Sabato 2 maggio alle 17,30 ,sarà consacrata la promozione dei Lions Alto Lazio in serie A, un dèjà vu alla fine del campionato 97-98. Dopo aver celebrato con i ricordi la promozione del 1962, cerchiamo di ricostruire quella stagione di 28 anni fa.
Il Sandro Quatrini è un tappeto di velluto tarlato da migliaia di tacchetti. Le tribune, tre monoliti di cemento che sembrano usciti da un’architettura sovietica, hanno le fondamenta spellate e le ossa di ferro che riemergono, ferite rugginose sotto il sole. Eppure, quel 3 maggio 1998, sono un formicaio di gente e palloncini verdi. Il cielo è una promessa, il sole si è messo il costume per il gran finale: Viterbo contro Zagara Catania, l’ultimo atto della Serie B.
C’è la televisione, un evento. Tutto va in diretta su TVT, l’ex TeleViterbo che già sente il respiro corto di una balena che si arena – le luci si spegneranno per sempre un anno dopo – ma che conserva ancora la schiena dritta di una provincia che ha deciso di alzare la testa e guardare oltre il proprio confine.
Il 50-5 finale ,per il Catania è solo un rumore di fondo, una nota a margine per le statistiche. La verità, quella vera, era stata scritta sotto azoto liquido due settimane prima, il 19 aprile. Quando il Messina si era arreso al Quatrini e Segni, con un colpo di mano da guascone, aveva ribaltato l’aristocrazia della palla ovale battendo il Benevento. Con quel +5 in classifica a due turni dalla fine, la matematica aveva smesso di essere un’opinione per diventare un destino.

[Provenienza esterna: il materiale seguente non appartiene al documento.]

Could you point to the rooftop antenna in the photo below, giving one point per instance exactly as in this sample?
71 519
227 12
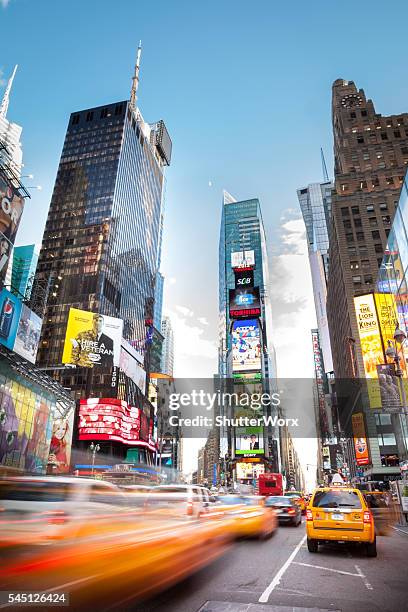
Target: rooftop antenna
6 98
135 79
324 167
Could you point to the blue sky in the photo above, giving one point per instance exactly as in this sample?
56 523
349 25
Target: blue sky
245 90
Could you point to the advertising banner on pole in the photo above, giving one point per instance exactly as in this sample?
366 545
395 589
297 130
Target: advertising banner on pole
92 339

C’era voluto più di un Esodo per tornare lassù, in Serie A. Trentasei anni di deserto, di C, di D, di abissi sfiorati camminando in bilico su sentieri stretti, dove l’unica protezione era tenersi i talloni schiacciati a terra. Ma quella non fu fortuna. Se la promozione del ’62 era stata il lampo di un atto di fede, quella del ’98 è un teorema: il frutto maturo di una programmazione maniacale, l’opera di una dirigenza illuminata, quella “industriale” , da Petroni ad Anselmi a Caparrelli ed a Roberto Pepponi , che avevano imparato a guardare l’orizzonte prima degli altri.
C’era il “rugby green”, il vivaio nato nell’86, e c’era il tocco di Franco Ascantini. Un uomo fatto di pane, mischie e saggezza, uno che aveva respirato l’aria della nazionale accanto a un santone come Pierre Villepreux. Ascantini trovò il suo alter ego in Ruggero Grassotti, allenatore e giocatore di un gruppo che era un mosaico di anime. Tutti viterbesi, gente di terra e di radici, con l’aggiunta di tre innesti romani – Bernardi, Ancellotti, Cesaroni – a dare il sale, l’equilibrio, la malizia necessaria.
E poi c’era lui, l’alieno. Nicola Racean, portato dal Levante. Un uomo da due Mondiali, conosciuto nell’universo ovale grazie ai pixel di Jonah Lomu Rugby, il gioco per Playstation 1 uscito nel ’95 dove era protagonista con la maglia numero 13 della nazionale rumena. Suoi furono i calci, i brividi, la precisione chirurgica contro il Benevento e quel pareggio a Rieti, colto all’ottantesimo, che aveva scatenato l’inferno. A Rieti, i tifosi locali volevano farsi giustizia da soli: la rabbia di chi sa che ha appena visto scivolare via l’occasione di una vita.
Ogni domenica era una trincea. Si vinceva ,spesso di pochi punti, col cuore che batteva contro la gola e la bava alla bocca. I singoli hanno illuminato il buio, certo, ma a sollevare quel peso, a trascinare il Viterbo in Serie A, è stata quella forma invisibile e potente che solo il rugby sa costruire: l’architettura del gruppo.